The Forest City needs revitalized. Not amalgamized.

-rl

Look different?

I finally upgraded to the 3-column layout after wanting to do so since having the blogginryan.com domain. I think it looks good.

H/T to Thur's Blogger Templates.

After trying not to pay attention to the Paris Hilton saga, apathy overcame me and I watched a little bit of "news" on it. That's when the involuntary twitching began. Larry King interviews Paris Hilton?

WHAT?

Oy.

-rl

June 27, 2007

Money talks

And as such, it is protected by the First Amendment. Election Law has the lowdown on the SCOTUS ruling and possible implications.

The decision is FEC vs. Wisconsin Right To Life, Inc.

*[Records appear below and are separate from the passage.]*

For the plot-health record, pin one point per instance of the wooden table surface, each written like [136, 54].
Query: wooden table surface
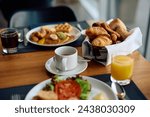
[29, 68]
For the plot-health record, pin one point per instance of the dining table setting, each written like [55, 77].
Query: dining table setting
[71, 57]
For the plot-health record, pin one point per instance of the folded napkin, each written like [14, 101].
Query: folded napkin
[103, 55]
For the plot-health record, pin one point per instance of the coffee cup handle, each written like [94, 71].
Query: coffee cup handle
[64, 64]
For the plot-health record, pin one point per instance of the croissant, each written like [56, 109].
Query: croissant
[120, 28]
[93, 32]
[106, 27]
[117, 23]
[101, 41]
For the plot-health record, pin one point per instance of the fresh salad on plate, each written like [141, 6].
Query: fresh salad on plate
[65, 89]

It disturbs me that we are once again moving away from a regime that regulated the fairness of financial activity on the elections process towards a free-for-all in which they who have all, win all, under the guise of the protection of free speech.

Where do we go from here? Thoughts?

-rl

June 25, 2007

On the blogs I read and the ones I might stop reading

I used to think that blogging was a way to create ideas and engender debate about serious issues. That was a primary reason why I began blogging about politics versus kvetching about my life and the (crap) music I listen to. Similarly I found many (non-)political blogs in NE Ohio (ie: Pho's Akron Pages, Psychobilly Democrat, and Brewed Fresh Daily) that seemingly wanted to fulfill the same ends and they are terrific. They successfully bring up the tone of debate, even when it's an obnoxious din. In the run-up to the election last fall, I read BSB fairly religiously and posted with some regularity. I found Russell and (later) Jerid to be respectable in how and what they wrote, most of which never failed to be interesting.

But lately I can't say I've been feeling the same towards certain aspects of the blogosphere. Maybe I didn't notice it before, maybe I did and willfully ignored it, or maybe I just didn't care, but it seems like there is much more sniping and boo-hoo name calling than productive and informative debate. Pho, Redhorse, and BFD, among others, have kept it clean, keeping on hard news items (or pimping Eric Mansfield's blog - which is amazingly good and shows a fine journalist doing fine journalism).

But BSB has regressed into a devolutionary - perhaps counter-revolutionary - pattern, trading personal jabs with people affiliated with the Ohio Republican Party, calling names and playing "gotcha!" when it's least needed. Jerid's New Hampshire Project is great and the news he provides keeps me tuned into BSB while someone mentions The Ohio Republicans Would Never Lie To Us. Especially online. There's nothing particularly informative there, just a post filled with vitriol. Plunderbund has similarly fallen off of the map in its coverage of things political and substantive in Ohio.

So while not to make a big deal about it (although I am), I think it's high time to remove them from the Ohio Blogroll. I don't see the point in having things up that convey Ohio as a vast hellhole of a political wasteland.

But maybe that's just me.

-rl

June 19, 2007

Hey, did you know there was an election today?

Continuing the ever recurrent theme of my periodic benign neglect for this blog, it seems it's high time for me to, at the very least, say something about the special election scheduled today to replace the deceased Rep. Charlie Norwood (GA-10).

Summary of the campaign:

Since Norwood's death in February, there has been one clear front-runner and a couple clear buffoons (including the front-runner.) The front-runner is Republican State Senator Jim Whitehead, formerly an Atlanta-area tire magnate. His buffoonery? Not showing up to the debates sponsored by the Athens Press Club* or the Atlanta Press Club. Whitehead is one of six Republicans running. Three Democrats are running, but the one considered to be the contender is former Yahoo! executive James Marlow. Marlow is a new-comer to elected politics, though he did have experience serving as an intern for former Congressman Doug Barnard. His issues page reads like a DNC primer on how to be an under-funded candidate.

Really, these candidates are none too thrilling. I'm still not registered to vote down here and even if I were, I'd be sitting this one out.

There are some new links up on the GA side of things. If you'd like a little taste of Athens, visit 'em.

-rl

*Though he was represented by a neat little bobblehead in Athens.